Okay, one of the newer models from Bose can also be hailed from time to time, and in general I find the sound of Bose headphones to be more balanced right out of the box. Plus, there are other fantastic choices available for people working on a budget. However, Sony has been at the forefront of noise-canceling headphone innovation for the past few years, and the all-new WH-1000XM5 headphones, which retail for $400, are no exception to this trend.

Multiple leaks have revealed that the WH-1000XM5 sports a more streamlined and modern appearance. While the beauty is in the eye of the beholder and all that, I find the WH-1000XM5 earphones simply look more sophisticated than their predecessors. This is especially true considering that Sony has only made minor design tweaks to the MDR-1000X headphones since their introduction in 2016. That look was starting to look a bit dated and the headphones had never really been all what fashion to start with.

In addition, the new layout is more comfortable. The headband padding now extends across the entire top of the helmet, and the material that makes up the pads seems to be denser and a bit more substantial. Those with larger ears may also appreciate the extra space provided in the cups.

All this contributes to a design that is not only more aesthetic, but also more comfortable and robust to the touch. The only major downside to the new, bigger design is that it’s just taller.

The headphones no longer have secondary hinges, so to store them, the Sonys have to be folded flat (instead of compressing into a smaller size). Consequently, the new carrying case is also larger, taking up more room in your handbag as a result of this change.

However, making a travel-friendly helmet larger, rather than smaller, seems odd. Another odd decision for travel: no adapter for those weird dual 3.5mm jacks only used on airplanes. The $400 price tag might be problematic for frequent travelers (you can get one for around five bucks, though). The 1000XM5 has undergone iterative and substantial advancements. 1000XM5 noise cancellation is better than 1000XM4. There’s a small improvement in suppressing high-frequency noises like speech (vs. low-frequency sounds like the hum of the air conditioner).

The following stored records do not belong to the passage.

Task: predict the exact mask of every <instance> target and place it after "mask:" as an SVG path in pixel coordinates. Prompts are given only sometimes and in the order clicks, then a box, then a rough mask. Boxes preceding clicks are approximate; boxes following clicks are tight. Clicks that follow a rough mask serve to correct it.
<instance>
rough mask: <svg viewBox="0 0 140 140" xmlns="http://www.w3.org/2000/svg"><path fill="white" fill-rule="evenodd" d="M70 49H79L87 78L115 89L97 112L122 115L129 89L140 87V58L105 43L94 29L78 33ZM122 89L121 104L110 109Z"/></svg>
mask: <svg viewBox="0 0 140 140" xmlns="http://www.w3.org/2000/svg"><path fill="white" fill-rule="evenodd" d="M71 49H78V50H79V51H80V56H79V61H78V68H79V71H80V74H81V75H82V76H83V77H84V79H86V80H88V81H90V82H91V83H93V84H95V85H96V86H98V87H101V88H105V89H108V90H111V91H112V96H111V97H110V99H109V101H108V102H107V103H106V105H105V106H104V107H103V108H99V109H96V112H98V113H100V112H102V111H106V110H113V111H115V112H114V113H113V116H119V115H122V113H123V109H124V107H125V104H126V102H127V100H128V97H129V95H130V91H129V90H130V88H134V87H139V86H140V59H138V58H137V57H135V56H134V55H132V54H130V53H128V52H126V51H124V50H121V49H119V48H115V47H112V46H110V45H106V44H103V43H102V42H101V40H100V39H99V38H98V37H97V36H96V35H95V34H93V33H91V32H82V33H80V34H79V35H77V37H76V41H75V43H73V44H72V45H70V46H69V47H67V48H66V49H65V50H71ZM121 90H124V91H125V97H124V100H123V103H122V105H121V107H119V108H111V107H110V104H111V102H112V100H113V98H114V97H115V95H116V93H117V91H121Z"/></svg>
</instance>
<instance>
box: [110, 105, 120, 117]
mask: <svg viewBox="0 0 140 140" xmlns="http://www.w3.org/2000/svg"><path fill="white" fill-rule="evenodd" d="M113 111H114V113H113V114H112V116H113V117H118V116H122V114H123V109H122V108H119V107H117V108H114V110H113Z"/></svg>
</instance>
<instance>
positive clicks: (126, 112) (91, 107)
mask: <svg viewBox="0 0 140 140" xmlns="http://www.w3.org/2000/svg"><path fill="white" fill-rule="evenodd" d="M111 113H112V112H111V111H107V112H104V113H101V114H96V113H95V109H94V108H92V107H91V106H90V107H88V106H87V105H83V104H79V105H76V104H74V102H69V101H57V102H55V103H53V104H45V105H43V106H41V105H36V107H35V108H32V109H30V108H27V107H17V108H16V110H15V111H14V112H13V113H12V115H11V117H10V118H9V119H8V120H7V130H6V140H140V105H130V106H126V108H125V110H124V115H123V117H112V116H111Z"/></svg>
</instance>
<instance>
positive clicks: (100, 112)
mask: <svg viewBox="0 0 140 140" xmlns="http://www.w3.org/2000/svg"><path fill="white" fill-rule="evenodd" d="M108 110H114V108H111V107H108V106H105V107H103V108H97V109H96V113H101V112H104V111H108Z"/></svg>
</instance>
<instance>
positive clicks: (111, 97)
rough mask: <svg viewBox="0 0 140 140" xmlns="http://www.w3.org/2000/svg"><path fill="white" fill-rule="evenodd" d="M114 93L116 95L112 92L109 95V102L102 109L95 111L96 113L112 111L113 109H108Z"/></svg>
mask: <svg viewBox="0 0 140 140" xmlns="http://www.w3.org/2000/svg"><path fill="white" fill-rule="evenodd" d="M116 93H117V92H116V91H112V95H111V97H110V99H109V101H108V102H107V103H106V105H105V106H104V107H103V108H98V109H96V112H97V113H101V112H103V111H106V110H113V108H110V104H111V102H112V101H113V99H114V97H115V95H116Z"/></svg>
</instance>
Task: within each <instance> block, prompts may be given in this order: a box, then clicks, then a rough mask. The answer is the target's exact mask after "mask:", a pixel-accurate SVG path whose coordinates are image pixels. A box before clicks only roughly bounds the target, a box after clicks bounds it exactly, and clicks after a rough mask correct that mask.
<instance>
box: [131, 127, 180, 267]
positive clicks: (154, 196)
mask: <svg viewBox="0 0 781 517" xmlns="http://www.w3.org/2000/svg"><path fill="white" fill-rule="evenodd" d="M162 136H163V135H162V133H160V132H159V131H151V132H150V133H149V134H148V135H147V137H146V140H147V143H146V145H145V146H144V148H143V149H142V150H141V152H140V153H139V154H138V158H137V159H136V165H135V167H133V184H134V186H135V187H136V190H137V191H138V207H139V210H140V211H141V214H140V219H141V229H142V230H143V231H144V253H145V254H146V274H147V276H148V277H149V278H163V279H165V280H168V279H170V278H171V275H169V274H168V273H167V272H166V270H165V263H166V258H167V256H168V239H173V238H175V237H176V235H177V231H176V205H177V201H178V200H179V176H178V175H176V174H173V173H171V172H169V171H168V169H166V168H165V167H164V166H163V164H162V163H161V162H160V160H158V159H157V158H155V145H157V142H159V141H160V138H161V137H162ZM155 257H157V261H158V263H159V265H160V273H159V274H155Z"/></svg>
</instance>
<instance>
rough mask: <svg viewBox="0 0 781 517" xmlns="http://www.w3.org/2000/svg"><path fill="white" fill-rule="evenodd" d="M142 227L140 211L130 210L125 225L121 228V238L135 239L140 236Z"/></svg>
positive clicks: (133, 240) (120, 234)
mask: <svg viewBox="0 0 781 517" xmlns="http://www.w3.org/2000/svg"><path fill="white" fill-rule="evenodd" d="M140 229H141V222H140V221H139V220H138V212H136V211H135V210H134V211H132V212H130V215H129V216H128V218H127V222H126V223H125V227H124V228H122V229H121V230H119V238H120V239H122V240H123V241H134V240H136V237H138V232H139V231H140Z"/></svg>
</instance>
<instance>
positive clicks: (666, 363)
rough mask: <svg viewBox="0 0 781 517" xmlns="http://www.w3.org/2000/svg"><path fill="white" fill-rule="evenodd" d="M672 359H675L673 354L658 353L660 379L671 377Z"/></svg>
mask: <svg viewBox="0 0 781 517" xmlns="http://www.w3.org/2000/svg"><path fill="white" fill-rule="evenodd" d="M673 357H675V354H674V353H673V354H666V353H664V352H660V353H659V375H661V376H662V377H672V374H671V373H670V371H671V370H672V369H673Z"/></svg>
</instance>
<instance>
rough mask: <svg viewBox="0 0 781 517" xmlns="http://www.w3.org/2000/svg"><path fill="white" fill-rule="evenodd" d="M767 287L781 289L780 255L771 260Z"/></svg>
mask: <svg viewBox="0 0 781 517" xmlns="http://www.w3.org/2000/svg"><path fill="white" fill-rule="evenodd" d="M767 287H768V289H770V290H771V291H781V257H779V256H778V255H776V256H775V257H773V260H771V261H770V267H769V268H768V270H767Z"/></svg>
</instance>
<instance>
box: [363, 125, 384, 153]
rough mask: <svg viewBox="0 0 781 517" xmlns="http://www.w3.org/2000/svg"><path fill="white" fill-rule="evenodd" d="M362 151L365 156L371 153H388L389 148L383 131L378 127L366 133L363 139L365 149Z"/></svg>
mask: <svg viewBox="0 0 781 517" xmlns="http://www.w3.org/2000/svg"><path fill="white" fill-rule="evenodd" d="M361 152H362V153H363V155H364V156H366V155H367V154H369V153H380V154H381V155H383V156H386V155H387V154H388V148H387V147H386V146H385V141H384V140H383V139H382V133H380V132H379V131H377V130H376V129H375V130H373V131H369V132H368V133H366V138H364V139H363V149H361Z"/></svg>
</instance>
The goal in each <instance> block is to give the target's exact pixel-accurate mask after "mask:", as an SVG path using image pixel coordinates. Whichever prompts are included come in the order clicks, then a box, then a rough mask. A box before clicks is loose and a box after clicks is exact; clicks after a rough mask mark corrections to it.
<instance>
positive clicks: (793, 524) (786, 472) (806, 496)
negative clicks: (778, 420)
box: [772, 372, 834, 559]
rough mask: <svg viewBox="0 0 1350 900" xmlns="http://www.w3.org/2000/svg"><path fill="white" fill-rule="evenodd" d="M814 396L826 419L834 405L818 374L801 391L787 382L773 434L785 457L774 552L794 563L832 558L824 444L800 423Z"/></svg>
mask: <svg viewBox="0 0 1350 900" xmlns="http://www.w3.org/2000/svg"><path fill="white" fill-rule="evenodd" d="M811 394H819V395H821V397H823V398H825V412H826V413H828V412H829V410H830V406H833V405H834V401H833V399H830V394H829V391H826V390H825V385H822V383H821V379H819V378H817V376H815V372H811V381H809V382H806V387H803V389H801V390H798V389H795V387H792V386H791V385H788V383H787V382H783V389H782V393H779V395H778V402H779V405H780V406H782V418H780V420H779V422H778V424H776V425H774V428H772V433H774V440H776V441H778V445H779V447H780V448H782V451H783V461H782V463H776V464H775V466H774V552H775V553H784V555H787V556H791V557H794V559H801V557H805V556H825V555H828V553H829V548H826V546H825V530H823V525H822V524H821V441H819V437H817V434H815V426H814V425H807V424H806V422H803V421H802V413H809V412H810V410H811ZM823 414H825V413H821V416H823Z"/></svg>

Sony believes AI, additional microphones and more powerful processors will improve performance. Either way, you get some of the best noise canceling performance available. Headphones that sound better than before. The 1000XM4’s bass and treble were too “V-shaped” for my liking. My ears and headphone measurement setup prefer the 1000XM5. Still too much bass, but otherwise neutral. Picky audiophiles don’t have to worry about an explosive low end thanks to Sony’s Headphone Connect software.

Having huge hair like me can cause distortion artifacts. The 1000XM5s use their microphones to limit bass output in low tightness, which affects many eyeglass wearers. This is useful because you don’t lose low end due to poor fit. This can cause noticeable distortion when playing loud music with other noise canceling headphones.

Poor sealing forces the speaker to work harder to produce more powerful bass. Sony can improve bass output and distortion for people with thick hair, or make thicker earpads for a universal fit. Reducing the amount of bass in the Sony app helps reduce distortion.

Aside from sound quality, my favorite upgrade is proper Google Assistant (and Alexa) keyword detection. Previous Sony models included the Google Assistant connection, but required holding down a button while speaking. It was clunky, so I rarely used it.